Good morning fucko's. I'm #nakedinpublic again.
Here's the latest:
- I have come to terms with the fact that I am an actress playing a comedian playing a med school dropout. (My parents are so proud!) I've just been method for 29 years. #la.
- If you don't know what this means, you may think that what I write here -- or anywhere on the internet -- is accidental. That is so cute, you! But, no, this is deliberate. Privacy is maintained in the space between posts, not within them.
- But speaking of privacy (settings), it turns out that you can be a simple soul AND a wealth of information. For someone else's writing.
- By the way, people-watching is a full-time job; so is keeping your faith in humanity. There are a finite number of hours in each day. Pick one.
- That said, let me remind you that prescription drugs are expensive but writing jokes and laughing at ourselves is free. And guess what, you guys, I've already spent all my money on Tom Ford eyewear and slutty underwear.
- Oh, hey, also!
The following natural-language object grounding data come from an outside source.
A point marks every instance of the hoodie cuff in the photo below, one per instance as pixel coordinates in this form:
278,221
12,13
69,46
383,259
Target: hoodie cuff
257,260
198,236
Jokes are never about people. They're just about the ramshackle slice of humanity said people were occupying at the time of the observation. We are all idiotic little creatures. #LOL?
- And guess what. I know what you're thinking, ok? But not every #nakedinpublic can feature jokes about domestic abuse and musicians masturbating at east side chain coffee shops. But I have decided not to have ads on this site so i can continue saying things like "musicians masturbating" whenever they occur to me. Cool? Cool.
- Finally, to clarify a point above, you didn't think I buy my own slutty underwear, did you? Come on! This is Los Angeles.
And there you have it. Have a magnificent goddamn day.